You may want to enter certain information about each variable in its column heading. For example, you may want to add a row to your spreadsheet that contains the missing value codes for a given variable, or something like: 0=male, 1=female. Do not save these first rows with your data when you are saving it to transfer it to the statistical program. It will only confuse the statistical program.
Make your id variable the first column that you enter. This facilitates finding errors and verifying data at a later time. If you have more variables than will fit in one spreadsheet file, start another file, being sure that the id variable is included for each record in the new file, and then match/merge them using your statistical package.
Some spreadsheets allow you to see the first column (for example id number) and first row (for example, variable name), at all times as you move through the spreadsheet. This makes data entry much easier, since you will always know which variable you are entering, and which case you are working on. The technique for always viewing the top row in Excel is to go to the upper right hand corner, on the status bar, and, with your mouse, grab the small black line that is just above the arrow. When you grab the black line, your mouse will change its appearance, and will sprout two tiny arrows, one above a double line, and one below. You can then drag the top part of the first row (or rows) down so that they will be visible at all times in the spreadsheet. Similarly, for making the first column always visible, go to the lower left corner of your spreadsheet and grab the small black line with your mouse. This can be used to move the display so that the first column is always visible at any place in the spreadsheet.
When saving the data from your spreadsheet, you need to save it with a special format. For Excel, we recommend the csv (comma separated values) format. SAS, SPSS and Systat can all read this type of format and create a data set using it. Do NOT use text format with Excel, since that actually saves a file that is tab delimited (has tabs between individual values), and this will confuse your statistical program.

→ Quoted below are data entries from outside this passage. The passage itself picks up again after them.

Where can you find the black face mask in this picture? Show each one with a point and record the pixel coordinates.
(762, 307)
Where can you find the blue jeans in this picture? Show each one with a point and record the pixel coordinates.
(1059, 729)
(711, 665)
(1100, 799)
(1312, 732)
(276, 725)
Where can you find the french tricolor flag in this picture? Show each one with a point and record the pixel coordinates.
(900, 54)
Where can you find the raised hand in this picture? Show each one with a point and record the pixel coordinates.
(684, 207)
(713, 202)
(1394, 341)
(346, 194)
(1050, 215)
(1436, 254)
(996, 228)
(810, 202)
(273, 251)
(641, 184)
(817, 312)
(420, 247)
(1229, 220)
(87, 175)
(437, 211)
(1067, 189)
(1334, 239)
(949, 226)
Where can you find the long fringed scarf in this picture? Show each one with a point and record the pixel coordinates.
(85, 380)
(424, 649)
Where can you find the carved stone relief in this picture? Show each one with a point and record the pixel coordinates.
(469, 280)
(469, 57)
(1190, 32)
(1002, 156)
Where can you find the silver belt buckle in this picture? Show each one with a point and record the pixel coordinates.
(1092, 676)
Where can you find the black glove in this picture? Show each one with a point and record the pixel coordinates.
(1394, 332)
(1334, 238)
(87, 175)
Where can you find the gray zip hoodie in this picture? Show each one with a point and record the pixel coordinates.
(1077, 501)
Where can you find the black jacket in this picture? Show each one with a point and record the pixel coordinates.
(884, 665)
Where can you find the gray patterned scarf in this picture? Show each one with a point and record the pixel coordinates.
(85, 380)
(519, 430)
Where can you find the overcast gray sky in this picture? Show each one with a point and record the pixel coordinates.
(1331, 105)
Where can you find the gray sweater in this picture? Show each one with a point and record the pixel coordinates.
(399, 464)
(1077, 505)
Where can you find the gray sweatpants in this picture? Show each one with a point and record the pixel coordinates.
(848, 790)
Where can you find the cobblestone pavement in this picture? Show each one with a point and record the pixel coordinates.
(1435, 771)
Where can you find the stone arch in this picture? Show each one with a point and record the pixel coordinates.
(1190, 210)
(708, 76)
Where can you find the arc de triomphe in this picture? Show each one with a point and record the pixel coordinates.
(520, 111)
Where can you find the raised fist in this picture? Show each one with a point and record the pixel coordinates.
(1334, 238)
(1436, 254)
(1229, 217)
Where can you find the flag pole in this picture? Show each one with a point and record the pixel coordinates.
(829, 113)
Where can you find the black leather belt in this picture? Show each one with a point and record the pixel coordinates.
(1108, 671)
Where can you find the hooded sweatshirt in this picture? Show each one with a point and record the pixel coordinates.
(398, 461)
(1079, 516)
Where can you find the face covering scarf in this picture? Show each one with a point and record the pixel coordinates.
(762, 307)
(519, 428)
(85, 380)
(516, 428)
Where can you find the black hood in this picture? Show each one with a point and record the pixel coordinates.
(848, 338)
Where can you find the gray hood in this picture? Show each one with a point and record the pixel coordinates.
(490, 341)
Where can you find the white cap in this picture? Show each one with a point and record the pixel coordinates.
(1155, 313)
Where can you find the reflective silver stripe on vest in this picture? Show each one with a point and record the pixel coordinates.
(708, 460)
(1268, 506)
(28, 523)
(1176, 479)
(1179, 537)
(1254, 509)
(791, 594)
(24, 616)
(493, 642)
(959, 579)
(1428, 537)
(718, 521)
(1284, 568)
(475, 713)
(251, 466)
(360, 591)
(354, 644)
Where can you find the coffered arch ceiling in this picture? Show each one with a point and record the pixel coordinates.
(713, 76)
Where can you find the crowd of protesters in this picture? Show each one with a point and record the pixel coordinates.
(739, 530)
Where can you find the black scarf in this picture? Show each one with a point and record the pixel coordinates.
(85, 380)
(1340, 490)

It is probably safest to save 2 versions of your spreadsheet file. First, save the file in regular format (as you usually do) and keep several copies of it in a safe place. Second, save the file in csv (or other ascii) format, and give it a different name to distinguish it from the normal format file. Then, if you make an error in saving the file with the ascii format, your original data will still be safe in the normal format file.
Checking your data
After your data have been entered, you should check them carefully. If you find any errors, correct them using the program that you used to enter the data, and then save the file again. Once you have gotten your data into the statistical program that you will be using for your analysis, you will want to get descriptive statistics on all of your variables and frequency tabulations of some variables so that you can check for any errors.
Transferring your data
Once you have saved your data, you will need to get it to the platform that you are using for your statistical analysis. There are many file transfer programs that are available, among them kermit, procomm, pctie, ftp and fetch. The method that you use will depend on the software that is available to you, and on other considerations, such as the size of the file that you wish to transfer, and so on. The people at 4-HELP are experienced in data transfer, and can help you to move your data from one platform to another.